The present invention relates to an eukaryotic expression vector comprising a nucleotide sequence encoding for the human long pentraxin PTX3 protein under the control of an effective promoter and a nucleotide sequence encoding for a selectable marker, recombinant human cell able to provide expression of proteins encoded by the vector and method for the production of the human long pentraxin PTX3 protein.

Description

Expression system and uses thereof for the production of human long pentraxin 3
FIELD OF THE INVENTION
The present invention relates to human derived cellular system able to express the human pentraxin 3 (hPTX3), methods and material used.
BACKGROUND TO THE INVENTION
PTX3 (GeneBank Accession Number BD 131701) is a multimeric glycoprotein composed of eight subunits linked by disulphide bridges. The protein is produced by different cellular types and by cells of innate immunity, following induction by inflammatory cytokine such as IL-I , TNFα, IL-IO.
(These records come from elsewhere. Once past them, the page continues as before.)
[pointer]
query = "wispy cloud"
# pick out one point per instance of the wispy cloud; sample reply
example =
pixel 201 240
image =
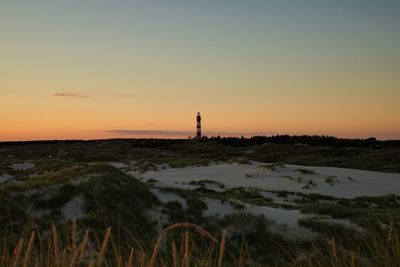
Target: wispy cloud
pixel 170 133
pixel 69 94
pixel 148 132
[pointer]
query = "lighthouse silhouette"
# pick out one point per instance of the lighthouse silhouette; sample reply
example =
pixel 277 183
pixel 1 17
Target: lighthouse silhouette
pixel 198 133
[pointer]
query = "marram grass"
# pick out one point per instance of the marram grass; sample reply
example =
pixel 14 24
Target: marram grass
pixel 186 244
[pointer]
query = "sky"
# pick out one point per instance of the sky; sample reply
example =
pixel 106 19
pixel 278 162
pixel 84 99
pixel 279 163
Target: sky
pixel 108 69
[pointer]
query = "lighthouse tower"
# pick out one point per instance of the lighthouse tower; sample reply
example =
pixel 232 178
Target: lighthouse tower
pixel 198 133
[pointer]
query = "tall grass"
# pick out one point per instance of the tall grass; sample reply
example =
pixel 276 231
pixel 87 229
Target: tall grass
pixel 185 244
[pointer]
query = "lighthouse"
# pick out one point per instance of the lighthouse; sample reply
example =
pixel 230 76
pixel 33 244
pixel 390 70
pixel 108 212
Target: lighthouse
pixel 198 133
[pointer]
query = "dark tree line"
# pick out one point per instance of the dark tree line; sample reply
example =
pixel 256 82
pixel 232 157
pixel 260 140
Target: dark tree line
pixel 313 140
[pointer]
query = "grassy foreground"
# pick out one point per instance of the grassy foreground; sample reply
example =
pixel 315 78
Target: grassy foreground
pixel 186 244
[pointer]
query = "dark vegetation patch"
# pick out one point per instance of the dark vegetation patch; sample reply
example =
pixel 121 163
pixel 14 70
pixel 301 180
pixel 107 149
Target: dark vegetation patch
pixel 368 154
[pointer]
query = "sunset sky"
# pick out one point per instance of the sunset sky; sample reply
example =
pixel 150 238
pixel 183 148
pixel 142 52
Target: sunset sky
pixel 101 69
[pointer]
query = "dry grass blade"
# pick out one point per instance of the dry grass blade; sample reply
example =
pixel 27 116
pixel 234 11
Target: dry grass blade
pixel 74 236
pixel 174 254
pixel 55 246
pixel 104 247
pixel 28 250
pixel 221 248
pixel 84 245
pixel 75 256
pixel 130 260
pixel 186 255
pixel 17 252
pixel 155 251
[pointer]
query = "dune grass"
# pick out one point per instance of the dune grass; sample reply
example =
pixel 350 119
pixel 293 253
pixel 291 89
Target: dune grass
pixel 185 244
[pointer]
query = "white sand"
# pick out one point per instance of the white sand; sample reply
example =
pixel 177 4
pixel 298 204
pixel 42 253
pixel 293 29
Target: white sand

A CHO (Chinese Hamster Ovary) cell line producing recombinant human PTX3 (hPTX3) has been described (Bottazzi B. et al. "Multimer formation and ligand recognition by the long pentraxin PTX3" J. Biol. Chem. 272:32817, 1997 and WO 99/32516 "Pharmaceutical compositions containing the long pentraxin PTX3"). The cell line CHO3.5 is derived upon a co- transfection with the plasmid pSG5, containing the cDNA of hPTX3, and the plasmid pSV2, carrying neomycin resistance to select stable transformants. It is characterized by elevated productivity levels (Rivieccio V. et al. "High level expression and efficient purification of recombinant human long pentraxin PTX3 in Chinese hamster ovary cells" Protein. Expr. Purif. 2007, Jan 51 ,1).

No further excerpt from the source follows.